Sidling up to Beijing, however, is a problematic response to the Trump administration’s hostility for a number of reasons. For one thing, a concerted pivot towards China could fundamentally change the balance of power in East Asia, upending old alliances and leaving neighbours like Japan out in the cold.

For another, China—as North Korea’s most vital ally and biggest trading partner—has despite its stated support for a unified Korea, been of limited help in deescalating the situation on the Korean Peninsula, one of South Korea’s most important foreign policy priorities. As one former Chinese government official explained, Xi Jinping’s priority is “to keep North Korea under Chinese influence.” It’s likely that the only Korean reunification brokered by Beijing would be one that allows China’s sphere of influence to stretch across the entire peninsula—something which most South Koreans seem to recognize.

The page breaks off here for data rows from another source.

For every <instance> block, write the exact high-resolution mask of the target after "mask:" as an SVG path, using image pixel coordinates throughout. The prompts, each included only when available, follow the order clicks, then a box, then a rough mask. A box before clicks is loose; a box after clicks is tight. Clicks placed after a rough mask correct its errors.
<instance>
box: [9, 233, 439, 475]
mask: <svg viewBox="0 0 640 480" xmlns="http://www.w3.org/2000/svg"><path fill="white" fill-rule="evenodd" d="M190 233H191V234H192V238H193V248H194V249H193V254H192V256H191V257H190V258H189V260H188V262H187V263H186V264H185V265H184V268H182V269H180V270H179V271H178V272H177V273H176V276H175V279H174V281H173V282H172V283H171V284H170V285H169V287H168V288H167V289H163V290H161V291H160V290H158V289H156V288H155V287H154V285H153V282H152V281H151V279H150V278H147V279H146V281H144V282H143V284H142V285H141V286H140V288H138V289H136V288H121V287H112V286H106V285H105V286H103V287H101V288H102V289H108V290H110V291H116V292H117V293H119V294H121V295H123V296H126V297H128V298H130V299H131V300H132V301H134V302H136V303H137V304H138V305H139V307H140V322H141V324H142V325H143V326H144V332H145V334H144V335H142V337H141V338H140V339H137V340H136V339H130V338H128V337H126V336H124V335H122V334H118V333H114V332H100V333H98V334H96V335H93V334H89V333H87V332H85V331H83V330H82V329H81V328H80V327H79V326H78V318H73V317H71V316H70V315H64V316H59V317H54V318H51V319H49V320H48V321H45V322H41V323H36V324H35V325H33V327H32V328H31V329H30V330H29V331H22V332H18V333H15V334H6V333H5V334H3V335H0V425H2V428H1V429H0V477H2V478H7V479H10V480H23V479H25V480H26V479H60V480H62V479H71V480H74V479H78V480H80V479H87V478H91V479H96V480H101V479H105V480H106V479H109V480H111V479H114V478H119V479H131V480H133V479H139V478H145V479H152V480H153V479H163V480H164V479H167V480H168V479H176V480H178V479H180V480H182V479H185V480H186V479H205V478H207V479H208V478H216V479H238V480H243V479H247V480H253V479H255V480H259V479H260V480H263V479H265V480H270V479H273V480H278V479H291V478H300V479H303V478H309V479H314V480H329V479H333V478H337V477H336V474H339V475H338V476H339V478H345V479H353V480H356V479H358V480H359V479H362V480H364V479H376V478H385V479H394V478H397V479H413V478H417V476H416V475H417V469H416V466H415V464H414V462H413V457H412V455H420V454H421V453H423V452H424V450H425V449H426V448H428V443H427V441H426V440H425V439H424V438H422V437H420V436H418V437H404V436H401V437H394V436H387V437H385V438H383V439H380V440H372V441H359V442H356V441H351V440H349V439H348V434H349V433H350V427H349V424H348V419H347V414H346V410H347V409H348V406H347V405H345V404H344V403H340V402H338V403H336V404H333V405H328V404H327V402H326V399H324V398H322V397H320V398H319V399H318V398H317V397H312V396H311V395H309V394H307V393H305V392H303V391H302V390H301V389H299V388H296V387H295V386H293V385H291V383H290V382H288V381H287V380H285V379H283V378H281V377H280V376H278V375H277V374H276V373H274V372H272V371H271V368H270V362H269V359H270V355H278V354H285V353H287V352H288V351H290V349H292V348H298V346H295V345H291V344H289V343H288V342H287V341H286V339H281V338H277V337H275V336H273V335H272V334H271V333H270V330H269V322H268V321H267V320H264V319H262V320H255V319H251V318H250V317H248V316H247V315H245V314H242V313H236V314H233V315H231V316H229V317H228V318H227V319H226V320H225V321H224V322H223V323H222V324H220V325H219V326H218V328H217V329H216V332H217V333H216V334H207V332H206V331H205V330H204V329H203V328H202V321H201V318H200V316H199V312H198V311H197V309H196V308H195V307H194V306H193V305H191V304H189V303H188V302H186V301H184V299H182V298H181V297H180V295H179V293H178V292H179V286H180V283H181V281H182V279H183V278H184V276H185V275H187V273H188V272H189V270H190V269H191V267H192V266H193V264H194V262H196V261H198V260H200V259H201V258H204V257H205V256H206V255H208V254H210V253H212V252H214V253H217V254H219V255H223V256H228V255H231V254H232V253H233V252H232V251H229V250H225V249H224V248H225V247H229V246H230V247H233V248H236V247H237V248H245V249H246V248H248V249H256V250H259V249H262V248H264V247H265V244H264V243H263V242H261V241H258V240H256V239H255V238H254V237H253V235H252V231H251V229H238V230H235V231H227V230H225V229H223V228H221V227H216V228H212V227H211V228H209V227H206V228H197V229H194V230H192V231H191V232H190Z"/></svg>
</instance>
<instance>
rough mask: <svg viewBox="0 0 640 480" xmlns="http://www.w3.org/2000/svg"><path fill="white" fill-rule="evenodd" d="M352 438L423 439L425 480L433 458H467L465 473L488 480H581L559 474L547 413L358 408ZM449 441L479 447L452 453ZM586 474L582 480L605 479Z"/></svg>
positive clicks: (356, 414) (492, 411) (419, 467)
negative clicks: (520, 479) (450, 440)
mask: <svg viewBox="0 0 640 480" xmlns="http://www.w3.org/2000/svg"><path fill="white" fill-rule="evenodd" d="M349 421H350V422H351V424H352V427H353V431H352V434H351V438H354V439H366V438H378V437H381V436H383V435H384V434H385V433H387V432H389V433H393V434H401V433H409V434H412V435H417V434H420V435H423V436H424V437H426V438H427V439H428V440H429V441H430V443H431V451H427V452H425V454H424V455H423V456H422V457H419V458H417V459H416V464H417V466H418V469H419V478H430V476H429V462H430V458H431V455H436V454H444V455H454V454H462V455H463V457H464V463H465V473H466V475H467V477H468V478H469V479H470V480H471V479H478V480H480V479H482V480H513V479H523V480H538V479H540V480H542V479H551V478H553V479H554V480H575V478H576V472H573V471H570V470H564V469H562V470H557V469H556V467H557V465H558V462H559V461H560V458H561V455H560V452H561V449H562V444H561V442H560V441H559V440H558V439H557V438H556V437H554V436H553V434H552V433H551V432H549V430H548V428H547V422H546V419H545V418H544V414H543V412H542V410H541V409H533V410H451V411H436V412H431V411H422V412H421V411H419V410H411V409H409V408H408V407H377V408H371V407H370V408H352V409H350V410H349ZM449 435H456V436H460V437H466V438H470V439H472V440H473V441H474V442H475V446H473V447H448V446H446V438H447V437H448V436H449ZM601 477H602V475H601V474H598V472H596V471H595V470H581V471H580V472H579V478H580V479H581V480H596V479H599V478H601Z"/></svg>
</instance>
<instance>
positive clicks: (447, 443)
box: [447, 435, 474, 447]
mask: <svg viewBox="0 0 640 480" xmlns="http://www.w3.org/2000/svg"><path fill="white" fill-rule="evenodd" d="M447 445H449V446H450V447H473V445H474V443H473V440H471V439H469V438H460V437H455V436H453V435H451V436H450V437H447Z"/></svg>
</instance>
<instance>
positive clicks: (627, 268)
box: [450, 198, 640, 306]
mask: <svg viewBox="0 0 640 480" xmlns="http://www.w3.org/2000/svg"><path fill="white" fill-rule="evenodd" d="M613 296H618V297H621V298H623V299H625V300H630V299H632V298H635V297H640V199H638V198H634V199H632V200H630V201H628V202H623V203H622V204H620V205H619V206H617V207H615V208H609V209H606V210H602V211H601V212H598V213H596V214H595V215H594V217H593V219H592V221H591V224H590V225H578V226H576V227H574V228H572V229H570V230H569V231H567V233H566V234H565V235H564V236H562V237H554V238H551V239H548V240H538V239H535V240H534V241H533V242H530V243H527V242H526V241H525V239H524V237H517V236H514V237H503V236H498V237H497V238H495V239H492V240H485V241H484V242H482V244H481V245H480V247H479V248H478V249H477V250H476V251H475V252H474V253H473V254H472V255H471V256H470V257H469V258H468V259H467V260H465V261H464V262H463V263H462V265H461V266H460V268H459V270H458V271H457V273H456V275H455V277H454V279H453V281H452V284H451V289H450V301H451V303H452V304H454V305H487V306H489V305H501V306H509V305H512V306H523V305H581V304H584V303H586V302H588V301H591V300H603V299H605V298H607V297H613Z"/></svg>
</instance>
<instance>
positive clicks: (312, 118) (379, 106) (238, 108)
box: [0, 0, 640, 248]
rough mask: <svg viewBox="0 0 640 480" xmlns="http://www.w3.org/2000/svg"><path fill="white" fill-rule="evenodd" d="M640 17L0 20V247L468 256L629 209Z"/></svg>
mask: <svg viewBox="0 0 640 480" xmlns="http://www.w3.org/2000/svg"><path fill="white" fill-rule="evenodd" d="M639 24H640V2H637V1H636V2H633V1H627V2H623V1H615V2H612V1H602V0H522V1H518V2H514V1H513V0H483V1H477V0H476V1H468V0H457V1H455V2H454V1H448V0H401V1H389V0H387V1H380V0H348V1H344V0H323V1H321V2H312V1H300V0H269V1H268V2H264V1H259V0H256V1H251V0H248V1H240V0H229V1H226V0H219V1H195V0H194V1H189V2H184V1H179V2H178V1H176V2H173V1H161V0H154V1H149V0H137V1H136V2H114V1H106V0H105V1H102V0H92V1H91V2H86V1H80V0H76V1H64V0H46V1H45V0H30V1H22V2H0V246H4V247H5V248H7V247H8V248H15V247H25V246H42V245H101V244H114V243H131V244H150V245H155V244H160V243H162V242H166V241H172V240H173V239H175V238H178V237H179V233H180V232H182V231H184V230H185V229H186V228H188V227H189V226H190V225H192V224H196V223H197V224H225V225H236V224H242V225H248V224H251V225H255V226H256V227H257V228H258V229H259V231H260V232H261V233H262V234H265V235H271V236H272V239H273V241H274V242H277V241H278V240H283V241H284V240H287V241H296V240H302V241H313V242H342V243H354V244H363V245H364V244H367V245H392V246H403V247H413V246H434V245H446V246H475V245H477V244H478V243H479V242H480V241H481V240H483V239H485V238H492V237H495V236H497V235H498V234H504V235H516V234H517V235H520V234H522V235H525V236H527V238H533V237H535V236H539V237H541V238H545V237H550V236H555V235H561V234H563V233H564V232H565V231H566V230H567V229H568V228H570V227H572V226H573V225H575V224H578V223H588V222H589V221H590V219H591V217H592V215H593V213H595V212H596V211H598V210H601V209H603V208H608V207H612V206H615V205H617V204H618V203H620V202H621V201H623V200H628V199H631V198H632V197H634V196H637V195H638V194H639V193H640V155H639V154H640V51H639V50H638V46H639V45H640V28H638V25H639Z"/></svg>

A recent survey by the Carnegie Endowment showed that a mere 26.9% of South Koreans trust Beijing to help bring about unification, while 54.4% of respondents believed that China would be the single greatest threat to a unified Korea.

If closer geopolitical ties to China risk allowing Beijing to set the terms of engagement between the two Koreas, Moon’s administration has also opened a backdoor for China in the economic sphere. The coronavirus pandemic has prompted many of South Korea’s Western allies, including European powerhouses France and Germany, to reduce their dependence on Chinese products. During the public health crisis, however, South Korea’s reliance on China for exports and foreign investment has ratcheted up sharply.

China’s share of South Korea’s exports has increased by 1.5% since last year, while the rise in Chinese foreign direct investment (FDI) was even more alarming. Overall FDI into South Korea nose-dived in the first half of 2020—while funding from Beijing surged. In the first half of last year, Chinese FDI made up only 3% of foreign investment in the South Korean economy—this year, some 11.2% is from China.

As any number of countries who signed up to China’s Belt and Road Initiative quickly learned, Beijing’s financial largesse often comes with strings attached. It’s understandable that with its vital relationship with the U.S. under strain and its economy facing severe pressure as its control on the virus is slipping, Seoul is tempted to edge closer to the regional hegemon. Past experience, however, indicates that Beijing is likely to be an unreliable ally with its own interests close at heart.